Bir iki detay daha. Bu şehrin tarihi anlatılırken Xuthltan nam büyücünün yediği herzeler anlatılır. Şehir Günlerin Başlangıcı denilen zamanlarda yaratılmış ve uzunca bir süre kimse bu şehre yaklaşamamış. Asurbanipal zamanında Xuthltan ortaya çıkmış, düşmanlarını unutulmuş tanrıların yardımıyla -Cthulhu, Yog-Sothoth gibi aşina olduğumuz tanrılar canım, yabancı değiller- hacamat etmiş. Bu hırslı büyücünün adına Kara Taş'ta da rastlayacağız.

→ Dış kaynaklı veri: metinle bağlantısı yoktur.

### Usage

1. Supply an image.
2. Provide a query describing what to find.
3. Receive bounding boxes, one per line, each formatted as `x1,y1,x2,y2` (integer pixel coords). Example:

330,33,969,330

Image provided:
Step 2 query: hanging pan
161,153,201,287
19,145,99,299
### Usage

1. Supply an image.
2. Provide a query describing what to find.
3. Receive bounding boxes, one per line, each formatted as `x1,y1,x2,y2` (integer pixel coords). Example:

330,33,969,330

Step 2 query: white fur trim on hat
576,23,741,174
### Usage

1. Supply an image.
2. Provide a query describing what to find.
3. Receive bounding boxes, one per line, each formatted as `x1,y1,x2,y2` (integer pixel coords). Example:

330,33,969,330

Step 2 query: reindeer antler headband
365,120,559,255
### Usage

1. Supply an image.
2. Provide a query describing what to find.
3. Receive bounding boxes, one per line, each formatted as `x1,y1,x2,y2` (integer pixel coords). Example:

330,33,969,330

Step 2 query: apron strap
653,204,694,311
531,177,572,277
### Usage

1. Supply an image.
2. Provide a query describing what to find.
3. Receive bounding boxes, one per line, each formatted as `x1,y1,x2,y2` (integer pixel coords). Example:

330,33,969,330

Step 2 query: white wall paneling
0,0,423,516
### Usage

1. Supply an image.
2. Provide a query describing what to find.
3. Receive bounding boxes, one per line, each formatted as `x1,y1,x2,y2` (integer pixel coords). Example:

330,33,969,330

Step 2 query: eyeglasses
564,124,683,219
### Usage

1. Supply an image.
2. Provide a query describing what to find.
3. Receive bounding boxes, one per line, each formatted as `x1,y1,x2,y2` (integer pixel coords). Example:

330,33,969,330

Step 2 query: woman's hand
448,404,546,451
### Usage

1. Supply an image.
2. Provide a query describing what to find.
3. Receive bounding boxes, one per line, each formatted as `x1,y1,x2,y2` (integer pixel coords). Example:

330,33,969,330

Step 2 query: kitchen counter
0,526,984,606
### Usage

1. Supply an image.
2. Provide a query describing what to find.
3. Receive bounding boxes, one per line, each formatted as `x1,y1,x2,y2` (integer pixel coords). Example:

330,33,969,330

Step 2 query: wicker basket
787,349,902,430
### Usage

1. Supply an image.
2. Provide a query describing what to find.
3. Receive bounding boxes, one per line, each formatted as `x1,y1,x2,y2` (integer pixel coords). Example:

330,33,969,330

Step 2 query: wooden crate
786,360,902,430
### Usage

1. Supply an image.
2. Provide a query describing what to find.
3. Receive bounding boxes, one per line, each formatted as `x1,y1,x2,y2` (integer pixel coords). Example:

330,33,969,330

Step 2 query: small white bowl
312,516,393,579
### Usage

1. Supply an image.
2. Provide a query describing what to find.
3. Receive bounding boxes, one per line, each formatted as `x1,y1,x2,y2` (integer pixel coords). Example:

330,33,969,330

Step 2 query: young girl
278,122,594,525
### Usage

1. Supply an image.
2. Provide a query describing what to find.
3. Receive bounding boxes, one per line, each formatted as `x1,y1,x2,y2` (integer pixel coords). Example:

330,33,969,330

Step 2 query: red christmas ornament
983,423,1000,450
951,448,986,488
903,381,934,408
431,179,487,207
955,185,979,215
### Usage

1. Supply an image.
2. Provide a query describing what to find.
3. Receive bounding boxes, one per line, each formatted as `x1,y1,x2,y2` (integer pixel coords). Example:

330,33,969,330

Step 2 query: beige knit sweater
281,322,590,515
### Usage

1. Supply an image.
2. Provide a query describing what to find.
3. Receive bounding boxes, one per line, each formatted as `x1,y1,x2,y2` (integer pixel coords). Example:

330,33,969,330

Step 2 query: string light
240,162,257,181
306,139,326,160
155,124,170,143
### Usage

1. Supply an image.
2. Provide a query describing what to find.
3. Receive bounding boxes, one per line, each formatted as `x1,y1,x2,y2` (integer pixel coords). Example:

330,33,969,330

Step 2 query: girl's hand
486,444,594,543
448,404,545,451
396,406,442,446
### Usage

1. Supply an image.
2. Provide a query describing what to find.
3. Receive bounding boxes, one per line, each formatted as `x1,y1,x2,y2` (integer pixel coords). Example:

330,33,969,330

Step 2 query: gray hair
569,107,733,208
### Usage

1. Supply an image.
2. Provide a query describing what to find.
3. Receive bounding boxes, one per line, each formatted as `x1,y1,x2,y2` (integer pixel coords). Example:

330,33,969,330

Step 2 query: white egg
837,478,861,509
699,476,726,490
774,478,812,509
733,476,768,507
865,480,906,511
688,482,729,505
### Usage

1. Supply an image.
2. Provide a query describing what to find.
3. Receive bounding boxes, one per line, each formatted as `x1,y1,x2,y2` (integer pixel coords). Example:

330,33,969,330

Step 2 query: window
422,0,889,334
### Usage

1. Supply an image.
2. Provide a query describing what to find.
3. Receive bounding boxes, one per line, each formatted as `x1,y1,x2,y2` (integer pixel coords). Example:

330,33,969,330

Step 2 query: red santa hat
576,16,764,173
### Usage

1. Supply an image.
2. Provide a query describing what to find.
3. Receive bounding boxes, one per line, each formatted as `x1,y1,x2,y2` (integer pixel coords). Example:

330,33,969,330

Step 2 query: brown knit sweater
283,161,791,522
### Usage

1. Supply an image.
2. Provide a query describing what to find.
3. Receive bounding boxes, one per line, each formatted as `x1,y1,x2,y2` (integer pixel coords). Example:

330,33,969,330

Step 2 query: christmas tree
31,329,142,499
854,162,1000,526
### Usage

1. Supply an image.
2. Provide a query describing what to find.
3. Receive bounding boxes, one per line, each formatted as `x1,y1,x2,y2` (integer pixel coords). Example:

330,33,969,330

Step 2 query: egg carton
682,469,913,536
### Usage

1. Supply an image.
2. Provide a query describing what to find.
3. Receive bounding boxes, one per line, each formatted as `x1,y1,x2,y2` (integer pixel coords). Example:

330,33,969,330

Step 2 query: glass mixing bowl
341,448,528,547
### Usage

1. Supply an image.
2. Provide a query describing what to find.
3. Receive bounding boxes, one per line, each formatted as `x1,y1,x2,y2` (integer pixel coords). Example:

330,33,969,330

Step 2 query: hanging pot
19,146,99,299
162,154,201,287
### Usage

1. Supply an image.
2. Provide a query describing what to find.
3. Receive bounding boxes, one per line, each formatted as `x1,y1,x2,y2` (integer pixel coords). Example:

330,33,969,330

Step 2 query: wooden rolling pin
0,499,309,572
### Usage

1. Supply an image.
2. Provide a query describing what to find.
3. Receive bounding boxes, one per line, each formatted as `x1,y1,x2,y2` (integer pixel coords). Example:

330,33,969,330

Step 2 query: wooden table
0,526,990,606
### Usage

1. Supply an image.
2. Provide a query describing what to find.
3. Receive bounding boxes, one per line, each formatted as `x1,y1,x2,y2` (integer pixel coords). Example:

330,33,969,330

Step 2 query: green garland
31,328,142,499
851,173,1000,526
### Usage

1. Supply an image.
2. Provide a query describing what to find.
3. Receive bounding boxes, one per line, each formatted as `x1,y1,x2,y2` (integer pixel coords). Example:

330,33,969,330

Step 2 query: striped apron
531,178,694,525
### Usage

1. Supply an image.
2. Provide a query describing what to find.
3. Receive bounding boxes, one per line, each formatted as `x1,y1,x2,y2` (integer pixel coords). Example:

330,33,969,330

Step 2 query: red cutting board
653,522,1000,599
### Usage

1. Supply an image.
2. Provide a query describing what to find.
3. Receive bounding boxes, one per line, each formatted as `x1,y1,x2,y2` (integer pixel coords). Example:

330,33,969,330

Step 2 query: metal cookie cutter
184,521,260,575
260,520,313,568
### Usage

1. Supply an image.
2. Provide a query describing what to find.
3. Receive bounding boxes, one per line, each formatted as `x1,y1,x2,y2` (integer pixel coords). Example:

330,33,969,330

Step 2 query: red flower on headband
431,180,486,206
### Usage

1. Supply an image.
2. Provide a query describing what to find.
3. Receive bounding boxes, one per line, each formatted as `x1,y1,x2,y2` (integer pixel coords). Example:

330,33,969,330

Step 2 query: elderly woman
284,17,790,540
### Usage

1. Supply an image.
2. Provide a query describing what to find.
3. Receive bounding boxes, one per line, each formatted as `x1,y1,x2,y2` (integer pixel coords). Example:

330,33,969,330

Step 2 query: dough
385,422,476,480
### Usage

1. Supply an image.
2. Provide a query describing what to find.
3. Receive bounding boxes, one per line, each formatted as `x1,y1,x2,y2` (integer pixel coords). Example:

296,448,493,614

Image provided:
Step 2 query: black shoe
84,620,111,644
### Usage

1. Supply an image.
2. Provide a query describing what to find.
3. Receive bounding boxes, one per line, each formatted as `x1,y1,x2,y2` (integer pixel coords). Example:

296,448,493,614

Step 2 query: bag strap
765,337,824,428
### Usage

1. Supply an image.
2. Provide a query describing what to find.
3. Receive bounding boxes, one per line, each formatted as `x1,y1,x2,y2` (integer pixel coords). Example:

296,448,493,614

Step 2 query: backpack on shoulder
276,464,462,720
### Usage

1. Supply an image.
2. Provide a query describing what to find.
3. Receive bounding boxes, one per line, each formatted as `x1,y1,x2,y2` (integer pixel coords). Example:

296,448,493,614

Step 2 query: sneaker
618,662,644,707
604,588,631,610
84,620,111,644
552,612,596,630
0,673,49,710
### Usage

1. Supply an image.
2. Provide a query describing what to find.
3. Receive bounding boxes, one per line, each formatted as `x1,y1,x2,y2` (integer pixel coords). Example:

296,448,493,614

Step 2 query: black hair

Kara Taş, mitosun kilit öykülerinden biri. Howard, Lovecraft'in kozmik kurgusundan etkilenen sayısız yazardan biri ama mektup arkadaşlıkları ve birbirlerinin yaratılarından esinlenmeleri, mitosun pek çok başarılı öyküyle desteklenmesini sağlamış. Paslaştıkları söylenebilir; birinin uydurduğu kitabı veya tanrıyı bir diğerinin öyküsünde bulabiliriz ki bu durum Lovecraft-Bloch ilişkisinde iyice ayyuka çıkıyor. Lovecraft'in bir öyküsünden esinlenen Bloch, ustaya saygı kuşağı kapsamında bir öykü yazıyor. Lovecraft bu çömezin yazdığı öyküyü pek beğeniyor, devam öyküsü yazıyor. Yazarlık hayatının başındaki bir genç için müthiş bir mutluluk kaynağı, Bloch sevinçten havalara uçmuştur bence. Neyse, Kara Taş diyorduk. Burada da Von Junzt ve Kara Kitap'ı var. Von Junzt, Macaristan'ın tepelerindeki bir taştan bahsediyor, kapkara ve dünyanın kendisi kadar eski. İnandırıcılık boyutunu desteklemek için bilimsel tartışmalar da üfürüyor Howard, Kara Taş'ın tarihi konusunda uydurulan teorileri tartışıyor söz gelişi, Otto Dostmann'ın teorisine göre Hun istilası sırasında Gotları darmaduman eden Attila'nın onuruna dikilmiş bu taş. Von Junzt'a göre Stonehenge'i Fatih William'ın inşa ettirdiğini söylemek kadar komikmiş bu. Kısacası işin bu boyutu olmasaydı ezoterik hadiselerle kafayı kırmış, sivilceli bir veledin sayıklamalarından öteye gidemeyecek bir anlatı ortaya çıkabilirmiş. Örnekleri var, korkunç ölçüde kötü. Howard için bunu söyleyen taş olur, kendisi arka planı o kadar sağlam kuran bir yazardır. Macaristan'ın doğası, karakterlerin dehşetli hatıralarının aktarımı, anlatıdaki hemen her şey kusursuzluğa yakın bir gerçeklik taşır.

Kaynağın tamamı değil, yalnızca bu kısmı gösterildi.